South Africa is leaving the International Criminal Court, sparking speculation that other African nations could follow suit and quit the court. Justice Minister Michael Masutha confirmed the decision in a televised press briefing Oct. 21. The decision was taken by South Africa’s executive and will be finalized in a year, he said. Just last week, Burundi decided to withdraw from the ICC.

African leaders have long complained that the ICC is biased against them, even though South Africa and many African states were founding members of the court, based in The Hague in the Netherlands. The court was founded to help prosecute war crimes, genocide and crimes against humanity that would often be ignored in individual countries because the crimes implicated high-ranking military or political leaders.

South African minister Masutha said the decision was motivated by a Supreme Court ruling related to the visit of Sudan’s president Omar al-Bashir, who is wanted by the court. The minister said the country’s membership of the ICC was at odds with its obligations to provide diplomatic immunity to visiting dignitaries. He also said the country’s membership in the ICC made negotiating peace on the continent more difficult, without saying how or why. South Africa would maintain its commitment to human rights through other international bodies such as the African Union, Masutha said.

The country’s minister of international affairs gave notice to the United Nations on Oct. 19, according to a letter obtained by the Associated Press.
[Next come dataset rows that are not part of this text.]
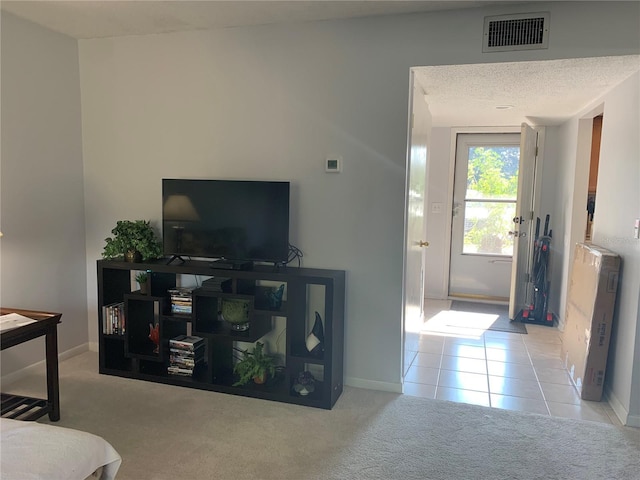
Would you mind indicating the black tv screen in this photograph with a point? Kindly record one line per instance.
(232, 219)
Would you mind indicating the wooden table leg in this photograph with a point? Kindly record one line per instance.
(53, 386)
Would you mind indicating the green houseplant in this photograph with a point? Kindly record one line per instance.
(141, 278)
(254, 365)
(135, 240)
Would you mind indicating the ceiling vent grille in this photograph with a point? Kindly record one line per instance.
(528, 31)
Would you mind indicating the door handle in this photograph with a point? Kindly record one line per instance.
(456, 208)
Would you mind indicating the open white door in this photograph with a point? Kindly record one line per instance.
(419, 126)
(523, 231)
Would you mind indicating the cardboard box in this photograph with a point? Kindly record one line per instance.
(589, 317)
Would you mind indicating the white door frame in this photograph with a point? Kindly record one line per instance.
(452, 163)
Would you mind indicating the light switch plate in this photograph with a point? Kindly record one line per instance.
(333, 164)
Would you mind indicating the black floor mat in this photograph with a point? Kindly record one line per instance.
(502, 323)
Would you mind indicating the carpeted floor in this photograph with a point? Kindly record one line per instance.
(165, 432)
(501, 324)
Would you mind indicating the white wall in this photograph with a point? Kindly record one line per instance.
(618, 205)
(42, 199)
(271, 102)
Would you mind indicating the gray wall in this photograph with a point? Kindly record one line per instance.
(42, 198)
(272, 102)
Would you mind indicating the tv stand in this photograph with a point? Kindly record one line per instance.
(224, 264)
(129, 352)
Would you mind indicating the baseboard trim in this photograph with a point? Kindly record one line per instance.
(619, 409)
(373, 385)
(40, 367)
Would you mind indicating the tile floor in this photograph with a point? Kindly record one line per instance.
(497, 369)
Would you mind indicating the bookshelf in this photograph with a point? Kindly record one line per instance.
(130, 353)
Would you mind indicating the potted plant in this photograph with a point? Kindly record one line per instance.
(135, 240)
(305, 383)
(254, 365)
(142, 278)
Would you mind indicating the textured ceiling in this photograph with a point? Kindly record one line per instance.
(112, 18)
(542, 92)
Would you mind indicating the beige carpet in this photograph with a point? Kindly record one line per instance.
(165, 432)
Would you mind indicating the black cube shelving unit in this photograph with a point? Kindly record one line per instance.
(131, 354)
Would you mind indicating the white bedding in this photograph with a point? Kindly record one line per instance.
(33, 451)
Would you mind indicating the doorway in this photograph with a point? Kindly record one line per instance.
(484, 205)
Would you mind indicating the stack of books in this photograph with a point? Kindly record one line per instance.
(181, 301)
(186, 353)
(217, 284)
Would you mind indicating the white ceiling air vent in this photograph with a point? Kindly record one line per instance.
(523, 31)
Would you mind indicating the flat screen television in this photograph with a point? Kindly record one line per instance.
(235, 220)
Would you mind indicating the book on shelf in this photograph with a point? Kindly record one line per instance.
(187, 372)
(217, 284)
(113, 319)
(198, 351)
(186, 342)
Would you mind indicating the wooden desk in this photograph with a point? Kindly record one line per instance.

“The Republic of South Africa has found that its obligations with respect to the peaceful resolution of conflicts at times are incompatible with the interpretation given by the International Criminal Court,” the notice reads. South Africa ratified the Rome Statute, the law enacting the powers of the court, in 2000.

South Africa flouted ICC rules last year when the country hosted al-Bashir during the African Union summit. Al-Bashir is wanted for atrocities committed during the Darfur conflict, in which at least 300,000 people are believed to have been killed. Under court rules, South Africa should have surrendered the Sudanese president to officials in The Hague.

A South African judge ordered that al-Bashir be prevented from leaving South Africa after lawyers at the Southern Africa Litigation Centre brought an urgent interdict to the court to compel the government to arrest al-Bashir. South African officials ignored the ruling and allowed al-Bashir to return to Sudan.

After years of accusing the ICC of targeting them, African leaders are now taking action even though many ICC cases are brought by African citizens. Burundi became the first country to begin withdrawal last week when the country’s parliament voted in favor of leaving the ICC on Oct. 12. The ICC is investigating electoral violence in Burundi that left dozens dead and extended president Pierre Nkurunziza’s rule.

Kenyan lawmakers tabled a bill in parliament in June to withdraw from the court after president Uhuru Kenyatta and deputy president William Ruto faced charges related to electoral violence in 2007 and 2008. Those charges were later withdrawn.

Human rights activists are alarmed at the withdrawals. “It’s important both for South Africa and the region that this runaway train be slowed down,” Dewa Mavhinga, a senior researcher with Human Rights Watch in southern Africa, said in a statement.